Here is an excellent story that was submitted by one of our readers regarding her personal experience with advanced directives. This story is really unbelievable and here at RegisteredNurseRN.com we had to share it with our readers. Feel free to share this story with your friend and colleagues!
How Often are You Discussing Advanced Directives with Your Patients?
Thoughts from a Reader
Last weekend when I worked I experienced something with another nurses patient that made me think about the importance of discussing your patien’s code status with them. As you probably already know, many patients and their families do not fully understand what it means to be a “full code” or a “do not resuscitate (DNR)”. By talking to a patient and their family, about a patients code status you are able to follow out their wants and needs therefore providing the type of healthcare they would want.
So here is a story about why I think discussing a patients code status with them is very important. It was a typical Friday on my unit. Everyone getting discharged and new admissions coming in. One of the nurses I worked with was talking to me about something interesting her patient asked her and asked me how I would have handled it.

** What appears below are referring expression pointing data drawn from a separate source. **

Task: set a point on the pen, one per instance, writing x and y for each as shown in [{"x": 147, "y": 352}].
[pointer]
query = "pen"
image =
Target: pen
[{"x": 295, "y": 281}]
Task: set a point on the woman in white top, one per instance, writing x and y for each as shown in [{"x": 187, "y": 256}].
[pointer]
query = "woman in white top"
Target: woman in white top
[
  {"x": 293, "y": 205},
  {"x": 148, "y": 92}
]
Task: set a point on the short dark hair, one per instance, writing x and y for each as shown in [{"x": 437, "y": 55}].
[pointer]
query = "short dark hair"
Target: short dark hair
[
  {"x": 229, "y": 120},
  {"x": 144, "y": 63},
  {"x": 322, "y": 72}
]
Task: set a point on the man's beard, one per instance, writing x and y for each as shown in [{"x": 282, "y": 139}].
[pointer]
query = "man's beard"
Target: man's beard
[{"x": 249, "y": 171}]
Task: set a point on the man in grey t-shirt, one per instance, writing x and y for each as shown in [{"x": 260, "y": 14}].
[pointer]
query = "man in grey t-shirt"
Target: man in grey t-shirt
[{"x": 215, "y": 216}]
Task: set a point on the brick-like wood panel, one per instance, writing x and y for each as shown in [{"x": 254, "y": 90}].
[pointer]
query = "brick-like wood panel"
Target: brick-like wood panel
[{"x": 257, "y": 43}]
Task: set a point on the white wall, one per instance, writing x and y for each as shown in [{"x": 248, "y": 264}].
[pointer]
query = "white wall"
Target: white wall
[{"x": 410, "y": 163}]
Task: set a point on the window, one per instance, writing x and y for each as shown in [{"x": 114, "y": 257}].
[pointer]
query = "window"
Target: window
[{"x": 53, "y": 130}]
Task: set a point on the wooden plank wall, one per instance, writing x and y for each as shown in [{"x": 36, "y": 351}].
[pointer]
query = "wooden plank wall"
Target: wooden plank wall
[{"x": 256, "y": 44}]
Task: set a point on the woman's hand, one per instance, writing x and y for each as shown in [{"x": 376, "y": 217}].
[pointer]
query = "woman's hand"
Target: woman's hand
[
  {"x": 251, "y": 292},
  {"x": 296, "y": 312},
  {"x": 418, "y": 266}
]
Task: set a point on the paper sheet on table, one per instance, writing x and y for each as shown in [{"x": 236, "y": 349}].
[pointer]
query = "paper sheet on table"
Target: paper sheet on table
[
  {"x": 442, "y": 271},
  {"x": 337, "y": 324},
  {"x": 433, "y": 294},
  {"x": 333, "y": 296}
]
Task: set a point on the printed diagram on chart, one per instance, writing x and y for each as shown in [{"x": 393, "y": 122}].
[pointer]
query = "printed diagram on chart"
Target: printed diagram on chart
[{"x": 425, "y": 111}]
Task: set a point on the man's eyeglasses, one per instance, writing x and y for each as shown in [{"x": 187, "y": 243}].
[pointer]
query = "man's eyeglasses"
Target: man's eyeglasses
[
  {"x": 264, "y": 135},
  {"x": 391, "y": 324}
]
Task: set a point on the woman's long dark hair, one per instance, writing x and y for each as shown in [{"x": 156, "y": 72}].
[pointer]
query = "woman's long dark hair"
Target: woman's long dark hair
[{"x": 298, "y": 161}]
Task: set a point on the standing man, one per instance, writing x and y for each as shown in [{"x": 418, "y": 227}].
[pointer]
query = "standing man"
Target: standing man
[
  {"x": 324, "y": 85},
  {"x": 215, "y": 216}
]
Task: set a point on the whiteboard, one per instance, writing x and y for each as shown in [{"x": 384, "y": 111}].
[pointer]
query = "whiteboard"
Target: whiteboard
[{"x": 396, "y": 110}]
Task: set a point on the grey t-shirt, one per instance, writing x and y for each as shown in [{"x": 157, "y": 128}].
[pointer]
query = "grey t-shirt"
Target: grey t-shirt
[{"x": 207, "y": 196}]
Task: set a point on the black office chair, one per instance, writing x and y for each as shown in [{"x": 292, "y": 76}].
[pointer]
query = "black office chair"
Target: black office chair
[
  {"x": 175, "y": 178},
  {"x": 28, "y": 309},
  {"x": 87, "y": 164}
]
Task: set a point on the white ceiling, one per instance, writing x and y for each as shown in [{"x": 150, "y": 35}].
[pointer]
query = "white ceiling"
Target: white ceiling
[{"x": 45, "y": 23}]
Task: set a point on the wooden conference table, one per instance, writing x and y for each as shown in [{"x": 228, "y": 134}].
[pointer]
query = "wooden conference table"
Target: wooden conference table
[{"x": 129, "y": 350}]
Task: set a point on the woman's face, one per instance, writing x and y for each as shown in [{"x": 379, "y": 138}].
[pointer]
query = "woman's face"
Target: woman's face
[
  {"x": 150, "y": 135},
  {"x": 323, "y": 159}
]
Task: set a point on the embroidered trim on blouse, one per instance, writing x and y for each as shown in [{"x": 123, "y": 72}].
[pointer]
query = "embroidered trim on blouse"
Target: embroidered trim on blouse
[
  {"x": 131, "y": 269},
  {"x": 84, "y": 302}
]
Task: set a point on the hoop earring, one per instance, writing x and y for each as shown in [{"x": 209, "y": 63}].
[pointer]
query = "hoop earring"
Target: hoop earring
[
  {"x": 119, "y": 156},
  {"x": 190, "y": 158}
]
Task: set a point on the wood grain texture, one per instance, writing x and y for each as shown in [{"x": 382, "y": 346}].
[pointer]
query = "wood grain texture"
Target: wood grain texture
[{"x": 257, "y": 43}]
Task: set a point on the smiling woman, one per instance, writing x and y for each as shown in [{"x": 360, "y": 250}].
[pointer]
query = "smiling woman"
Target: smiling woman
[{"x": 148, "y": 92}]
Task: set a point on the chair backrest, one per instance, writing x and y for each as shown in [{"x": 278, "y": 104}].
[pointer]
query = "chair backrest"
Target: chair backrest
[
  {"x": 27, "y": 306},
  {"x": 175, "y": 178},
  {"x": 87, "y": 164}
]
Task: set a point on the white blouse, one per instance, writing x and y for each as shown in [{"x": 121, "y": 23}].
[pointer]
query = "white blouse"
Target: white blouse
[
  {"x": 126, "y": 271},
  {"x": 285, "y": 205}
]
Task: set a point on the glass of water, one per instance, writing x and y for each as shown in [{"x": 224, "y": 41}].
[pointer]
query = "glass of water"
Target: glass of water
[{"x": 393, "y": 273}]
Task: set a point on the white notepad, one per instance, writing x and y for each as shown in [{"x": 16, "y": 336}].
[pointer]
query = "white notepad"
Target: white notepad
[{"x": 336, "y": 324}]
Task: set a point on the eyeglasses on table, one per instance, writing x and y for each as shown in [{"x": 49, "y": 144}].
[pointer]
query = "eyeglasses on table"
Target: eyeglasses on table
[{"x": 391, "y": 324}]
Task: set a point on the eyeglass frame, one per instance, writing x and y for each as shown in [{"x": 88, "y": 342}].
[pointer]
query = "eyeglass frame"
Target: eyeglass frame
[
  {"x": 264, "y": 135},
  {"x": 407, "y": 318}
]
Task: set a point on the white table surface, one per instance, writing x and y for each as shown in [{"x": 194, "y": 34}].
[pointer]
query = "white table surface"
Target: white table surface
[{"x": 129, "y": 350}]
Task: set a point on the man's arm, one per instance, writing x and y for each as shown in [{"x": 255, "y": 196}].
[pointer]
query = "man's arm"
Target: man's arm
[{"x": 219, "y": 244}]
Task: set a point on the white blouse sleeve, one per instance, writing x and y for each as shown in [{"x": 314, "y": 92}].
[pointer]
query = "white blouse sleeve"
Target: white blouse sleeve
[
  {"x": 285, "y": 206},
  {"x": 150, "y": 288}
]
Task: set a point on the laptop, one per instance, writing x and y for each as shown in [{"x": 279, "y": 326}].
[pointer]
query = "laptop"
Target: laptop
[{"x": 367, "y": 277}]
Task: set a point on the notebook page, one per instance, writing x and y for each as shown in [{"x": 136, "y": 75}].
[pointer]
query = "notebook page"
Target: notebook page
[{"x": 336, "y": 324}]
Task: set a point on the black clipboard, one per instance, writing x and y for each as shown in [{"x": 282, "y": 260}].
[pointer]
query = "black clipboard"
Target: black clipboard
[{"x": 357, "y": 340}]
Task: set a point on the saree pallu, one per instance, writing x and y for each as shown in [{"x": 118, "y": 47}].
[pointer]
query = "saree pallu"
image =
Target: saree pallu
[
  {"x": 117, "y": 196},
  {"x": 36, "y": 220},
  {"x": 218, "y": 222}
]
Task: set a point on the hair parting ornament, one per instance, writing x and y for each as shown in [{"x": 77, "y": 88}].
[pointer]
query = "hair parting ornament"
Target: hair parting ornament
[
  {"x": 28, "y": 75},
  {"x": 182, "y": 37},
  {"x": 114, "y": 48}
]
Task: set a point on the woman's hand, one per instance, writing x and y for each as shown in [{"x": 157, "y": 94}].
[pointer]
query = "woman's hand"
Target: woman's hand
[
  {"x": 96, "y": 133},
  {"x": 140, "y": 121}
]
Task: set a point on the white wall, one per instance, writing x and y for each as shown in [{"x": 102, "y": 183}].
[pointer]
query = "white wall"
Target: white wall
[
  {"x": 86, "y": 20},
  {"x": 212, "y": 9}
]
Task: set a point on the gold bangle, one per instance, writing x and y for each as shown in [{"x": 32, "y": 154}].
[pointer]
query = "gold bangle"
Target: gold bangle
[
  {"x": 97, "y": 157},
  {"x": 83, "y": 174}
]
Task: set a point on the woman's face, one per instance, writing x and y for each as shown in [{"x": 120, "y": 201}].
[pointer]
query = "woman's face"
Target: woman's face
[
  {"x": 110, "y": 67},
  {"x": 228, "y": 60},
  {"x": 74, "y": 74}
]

She stated she assisted her patient up to the chair and while she was walking out her patient asked her, “What would you do if I died in this chair?”
Caught off guard the nurse said, “Well I would resuscitate you.”

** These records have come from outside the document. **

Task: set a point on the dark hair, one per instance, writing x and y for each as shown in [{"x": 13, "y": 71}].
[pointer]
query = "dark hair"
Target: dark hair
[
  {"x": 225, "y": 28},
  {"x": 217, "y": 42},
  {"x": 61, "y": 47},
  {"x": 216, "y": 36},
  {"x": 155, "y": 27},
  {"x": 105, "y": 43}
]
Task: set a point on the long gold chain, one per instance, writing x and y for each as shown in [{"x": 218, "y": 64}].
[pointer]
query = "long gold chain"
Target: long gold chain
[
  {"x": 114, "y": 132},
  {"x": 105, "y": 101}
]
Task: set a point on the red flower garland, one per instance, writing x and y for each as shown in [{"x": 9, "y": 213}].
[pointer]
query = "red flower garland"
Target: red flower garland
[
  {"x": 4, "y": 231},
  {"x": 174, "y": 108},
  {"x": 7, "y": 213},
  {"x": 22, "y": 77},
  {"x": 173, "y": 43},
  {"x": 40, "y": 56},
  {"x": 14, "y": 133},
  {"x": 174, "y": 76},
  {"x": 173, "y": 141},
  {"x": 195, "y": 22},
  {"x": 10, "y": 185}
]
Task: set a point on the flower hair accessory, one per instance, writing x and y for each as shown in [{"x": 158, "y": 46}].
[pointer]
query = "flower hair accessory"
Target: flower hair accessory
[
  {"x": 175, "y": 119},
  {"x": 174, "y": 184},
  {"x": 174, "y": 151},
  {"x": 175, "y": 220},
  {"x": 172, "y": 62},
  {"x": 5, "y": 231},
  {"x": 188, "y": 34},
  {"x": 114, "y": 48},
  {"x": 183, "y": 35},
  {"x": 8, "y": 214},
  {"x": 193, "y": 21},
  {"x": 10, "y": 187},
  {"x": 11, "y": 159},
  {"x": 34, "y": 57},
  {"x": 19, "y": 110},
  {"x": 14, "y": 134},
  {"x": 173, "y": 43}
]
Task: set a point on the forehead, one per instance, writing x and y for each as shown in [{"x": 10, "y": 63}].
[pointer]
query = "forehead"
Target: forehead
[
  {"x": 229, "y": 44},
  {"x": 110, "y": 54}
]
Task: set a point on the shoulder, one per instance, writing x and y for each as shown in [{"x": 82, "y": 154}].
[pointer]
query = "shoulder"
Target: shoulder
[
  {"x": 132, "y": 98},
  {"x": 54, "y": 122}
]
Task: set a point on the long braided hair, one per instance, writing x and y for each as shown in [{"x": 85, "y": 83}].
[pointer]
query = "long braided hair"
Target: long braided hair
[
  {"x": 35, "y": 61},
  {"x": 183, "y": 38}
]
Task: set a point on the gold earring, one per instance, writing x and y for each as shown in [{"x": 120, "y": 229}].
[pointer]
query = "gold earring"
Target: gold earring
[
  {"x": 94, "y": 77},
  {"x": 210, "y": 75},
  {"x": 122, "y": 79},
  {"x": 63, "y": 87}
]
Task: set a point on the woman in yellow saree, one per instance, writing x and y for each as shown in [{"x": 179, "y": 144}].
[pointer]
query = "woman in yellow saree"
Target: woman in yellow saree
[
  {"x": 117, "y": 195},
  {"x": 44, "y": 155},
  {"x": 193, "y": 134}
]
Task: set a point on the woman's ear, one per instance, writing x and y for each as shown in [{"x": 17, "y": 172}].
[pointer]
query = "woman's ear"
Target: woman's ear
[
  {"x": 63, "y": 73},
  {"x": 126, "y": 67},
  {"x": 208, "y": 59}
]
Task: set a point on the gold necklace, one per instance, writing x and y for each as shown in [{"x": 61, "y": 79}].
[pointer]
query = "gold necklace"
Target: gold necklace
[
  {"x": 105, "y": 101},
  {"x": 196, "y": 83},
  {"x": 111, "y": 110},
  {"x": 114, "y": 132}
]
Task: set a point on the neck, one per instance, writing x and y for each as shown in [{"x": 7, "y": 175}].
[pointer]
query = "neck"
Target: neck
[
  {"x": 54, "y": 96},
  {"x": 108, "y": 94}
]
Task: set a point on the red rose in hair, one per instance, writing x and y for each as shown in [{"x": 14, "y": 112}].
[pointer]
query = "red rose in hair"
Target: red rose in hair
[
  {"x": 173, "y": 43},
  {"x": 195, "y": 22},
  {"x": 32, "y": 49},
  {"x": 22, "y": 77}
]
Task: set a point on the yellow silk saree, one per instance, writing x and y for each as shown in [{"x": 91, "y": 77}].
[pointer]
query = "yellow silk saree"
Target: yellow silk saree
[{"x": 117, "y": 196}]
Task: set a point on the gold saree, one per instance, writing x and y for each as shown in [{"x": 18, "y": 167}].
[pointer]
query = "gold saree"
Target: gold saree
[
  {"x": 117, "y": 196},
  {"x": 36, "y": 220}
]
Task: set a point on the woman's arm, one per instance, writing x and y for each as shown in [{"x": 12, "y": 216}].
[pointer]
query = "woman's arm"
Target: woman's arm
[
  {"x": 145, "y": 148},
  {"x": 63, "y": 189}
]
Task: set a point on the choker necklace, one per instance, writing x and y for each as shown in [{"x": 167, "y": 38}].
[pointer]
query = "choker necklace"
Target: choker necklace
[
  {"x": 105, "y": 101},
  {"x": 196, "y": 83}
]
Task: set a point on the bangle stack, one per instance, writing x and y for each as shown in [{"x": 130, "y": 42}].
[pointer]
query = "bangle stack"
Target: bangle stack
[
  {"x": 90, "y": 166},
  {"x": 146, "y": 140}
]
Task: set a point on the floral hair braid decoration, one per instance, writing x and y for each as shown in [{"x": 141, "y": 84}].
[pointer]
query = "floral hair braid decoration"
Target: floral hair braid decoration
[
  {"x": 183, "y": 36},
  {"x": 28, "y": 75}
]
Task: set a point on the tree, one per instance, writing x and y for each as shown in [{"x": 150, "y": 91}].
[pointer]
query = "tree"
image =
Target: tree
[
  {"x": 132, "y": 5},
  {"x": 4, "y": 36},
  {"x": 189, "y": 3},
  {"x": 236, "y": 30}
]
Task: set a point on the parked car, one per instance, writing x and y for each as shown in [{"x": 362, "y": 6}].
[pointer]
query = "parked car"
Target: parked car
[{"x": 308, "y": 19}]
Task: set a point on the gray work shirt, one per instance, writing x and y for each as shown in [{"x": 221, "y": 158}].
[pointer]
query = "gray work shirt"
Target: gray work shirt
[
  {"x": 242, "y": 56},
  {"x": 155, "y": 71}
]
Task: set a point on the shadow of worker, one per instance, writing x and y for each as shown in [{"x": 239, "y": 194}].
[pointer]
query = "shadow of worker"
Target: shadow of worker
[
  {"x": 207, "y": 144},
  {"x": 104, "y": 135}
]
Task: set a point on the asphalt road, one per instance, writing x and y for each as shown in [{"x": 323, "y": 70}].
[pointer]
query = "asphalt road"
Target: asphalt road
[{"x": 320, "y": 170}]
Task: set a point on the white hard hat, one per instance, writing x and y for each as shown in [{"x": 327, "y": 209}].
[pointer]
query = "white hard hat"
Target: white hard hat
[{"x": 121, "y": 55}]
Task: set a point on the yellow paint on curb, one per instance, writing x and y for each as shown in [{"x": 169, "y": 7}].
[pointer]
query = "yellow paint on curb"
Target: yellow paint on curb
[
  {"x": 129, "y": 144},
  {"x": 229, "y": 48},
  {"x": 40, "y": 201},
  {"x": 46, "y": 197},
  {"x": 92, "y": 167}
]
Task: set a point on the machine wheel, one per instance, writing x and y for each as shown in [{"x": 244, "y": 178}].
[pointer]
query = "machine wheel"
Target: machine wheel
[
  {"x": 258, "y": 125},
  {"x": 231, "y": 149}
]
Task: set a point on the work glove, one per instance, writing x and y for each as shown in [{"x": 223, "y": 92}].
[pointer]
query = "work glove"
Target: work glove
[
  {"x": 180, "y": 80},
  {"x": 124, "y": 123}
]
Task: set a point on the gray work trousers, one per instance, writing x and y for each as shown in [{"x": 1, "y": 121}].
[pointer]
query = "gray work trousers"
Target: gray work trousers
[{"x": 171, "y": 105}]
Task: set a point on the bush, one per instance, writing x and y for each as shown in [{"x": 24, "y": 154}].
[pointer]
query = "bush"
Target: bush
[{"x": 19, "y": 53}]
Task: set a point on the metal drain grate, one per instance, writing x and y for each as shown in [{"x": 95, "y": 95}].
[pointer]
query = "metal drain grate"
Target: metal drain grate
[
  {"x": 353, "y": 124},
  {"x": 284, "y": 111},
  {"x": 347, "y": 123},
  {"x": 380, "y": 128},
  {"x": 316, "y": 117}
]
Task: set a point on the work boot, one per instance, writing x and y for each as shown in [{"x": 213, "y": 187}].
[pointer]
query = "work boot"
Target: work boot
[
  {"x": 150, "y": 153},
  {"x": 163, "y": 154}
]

The patient in turn said, “Well what if I don’t want you to resuscitate me?”
She replied. “Well according to what the doctor wrote in your chart you are considered what is a full code and that means if anything happens to you I must resuscitate you.”

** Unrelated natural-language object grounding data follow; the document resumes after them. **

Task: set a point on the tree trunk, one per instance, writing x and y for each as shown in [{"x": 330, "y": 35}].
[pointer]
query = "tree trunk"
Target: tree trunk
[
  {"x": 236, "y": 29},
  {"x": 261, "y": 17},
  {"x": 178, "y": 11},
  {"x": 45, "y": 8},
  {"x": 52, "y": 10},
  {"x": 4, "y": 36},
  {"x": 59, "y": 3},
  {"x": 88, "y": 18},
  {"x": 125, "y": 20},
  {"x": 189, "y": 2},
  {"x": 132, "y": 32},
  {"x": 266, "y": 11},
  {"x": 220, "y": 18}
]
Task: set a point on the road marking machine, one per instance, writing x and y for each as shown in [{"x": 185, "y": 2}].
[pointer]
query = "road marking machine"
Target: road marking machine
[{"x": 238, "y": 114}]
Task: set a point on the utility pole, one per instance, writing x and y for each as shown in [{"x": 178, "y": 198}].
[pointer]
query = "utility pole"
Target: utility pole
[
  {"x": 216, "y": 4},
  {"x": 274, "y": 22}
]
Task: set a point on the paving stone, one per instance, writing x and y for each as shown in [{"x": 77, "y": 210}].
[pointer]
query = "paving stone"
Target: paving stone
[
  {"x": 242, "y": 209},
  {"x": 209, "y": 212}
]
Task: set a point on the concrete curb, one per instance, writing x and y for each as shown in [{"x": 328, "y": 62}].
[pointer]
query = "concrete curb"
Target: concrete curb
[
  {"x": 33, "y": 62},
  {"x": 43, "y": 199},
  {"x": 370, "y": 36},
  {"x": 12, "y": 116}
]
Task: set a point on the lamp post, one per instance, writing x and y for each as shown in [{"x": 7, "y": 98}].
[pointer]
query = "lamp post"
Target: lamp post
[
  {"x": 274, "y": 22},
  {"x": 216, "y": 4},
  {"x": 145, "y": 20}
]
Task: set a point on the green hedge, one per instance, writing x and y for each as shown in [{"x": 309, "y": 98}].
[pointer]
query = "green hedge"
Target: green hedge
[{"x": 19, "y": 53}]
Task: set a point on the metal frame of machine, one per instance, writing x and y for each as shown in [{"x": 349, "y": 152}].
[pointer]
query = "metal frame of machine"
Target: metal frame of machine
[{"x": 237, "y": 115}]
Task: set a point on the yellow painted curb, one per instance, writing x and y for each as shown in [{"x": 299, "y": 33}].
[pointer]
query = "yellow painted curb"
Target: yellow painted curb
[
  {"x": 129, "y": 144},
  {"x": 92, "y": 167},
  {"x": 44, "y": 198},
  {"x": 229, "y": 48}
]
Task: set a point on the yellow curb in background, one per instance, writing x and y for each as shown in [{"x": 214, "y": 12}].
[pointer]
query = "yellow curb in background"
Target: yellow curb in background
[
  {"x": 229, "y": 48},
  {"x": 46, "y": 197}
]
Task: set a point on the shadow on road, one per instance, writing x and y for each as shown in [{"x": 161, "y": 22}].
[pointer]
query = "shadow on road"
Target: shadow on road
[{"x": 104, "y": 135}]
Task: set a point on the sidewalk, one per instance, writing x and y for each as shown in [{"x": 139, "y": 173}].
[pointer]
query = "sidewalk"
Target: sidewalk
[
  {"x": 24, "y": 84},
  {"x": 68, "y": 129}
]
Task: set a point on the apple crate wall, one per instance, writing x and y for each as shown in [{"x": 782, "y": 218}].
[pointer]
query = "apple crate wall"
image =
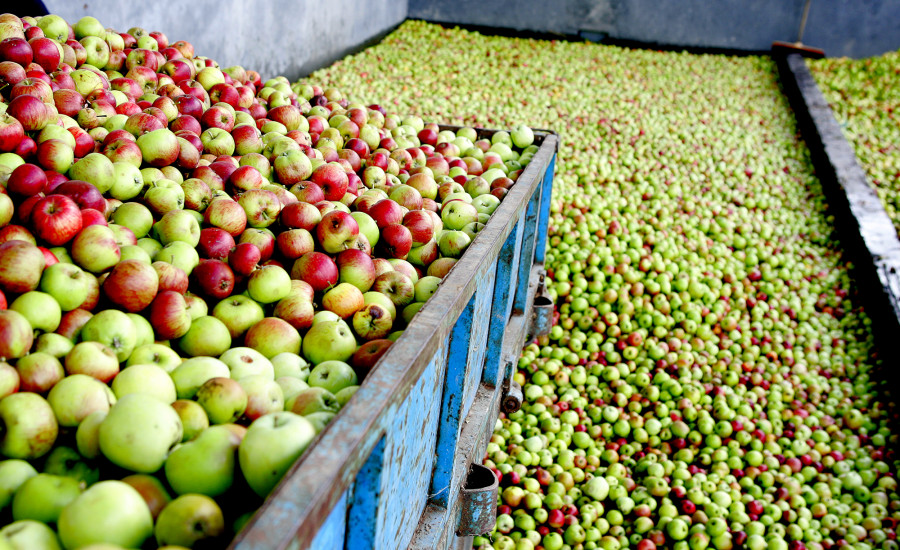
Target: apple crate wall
[
  {"x": 387, "y": 472},
  {"x": 273, "y": 37}
]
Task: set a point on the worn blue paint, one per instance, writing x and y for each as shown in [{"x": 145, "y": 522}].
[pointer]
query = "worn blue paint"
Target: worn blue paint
[
  {"x": 527, "y": 254},
  {"x": 331, "y": 534},
  {"x": 546, "y": 191},
  {"x": 481, "y": 320},
  {"x": 502, "y": 307},
  {"x": 364, "y": 504},
  {"x": 409, "y": 453},
  {"x": 451, "y": 406}
]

The patient then replied, “That is not what I want!”
The patient’s nurse then discussed with the patient and his family about what being a full code means and what type of measures would be used if he were to die. Then she explained to them about what a “DNR” was and what type of treatment would be provided if he was to die. After the explanation the patient decided he wanted to be a “DNR”. The primary doctor was informed about this and wrote an order in the chart for the patient to be a “do not resuscitate. After she finished explaining this to me I told her she handled the situation very well.
Then came the next day, Saturday. It was around noon time when that nurse came running down the hall asking for assistance while at the same time our telemetry station was calling to say that a patient was in v-fib (ventricular fibrillation). It was the same patient that the nurse was telling me about the day before. The patient passed away sitting in the chair, almost like how he predicted he would have the previous day.
The nurse was upset but relieved that the patient had brought up the subject the previous day and his wishes were carried out. She was a little bit “freaked out” about how coincidental it was and she kept saying it was like he knew it was going to happen.
When I look at a situation like this I always think about the what ifs. What if that patient would have never asked his nurse what would she do if he died? What if the nurse never took the time to explain code status to him because she was too busy? Would he had made the same choice?
The key is to always assess your patients understanding of their code status and always take the time to explain it to them. This situation may seem unbelievable but if you have been a nurse for any amount of time you know that it is always possible for the unbelievable to happen in the nursing setting.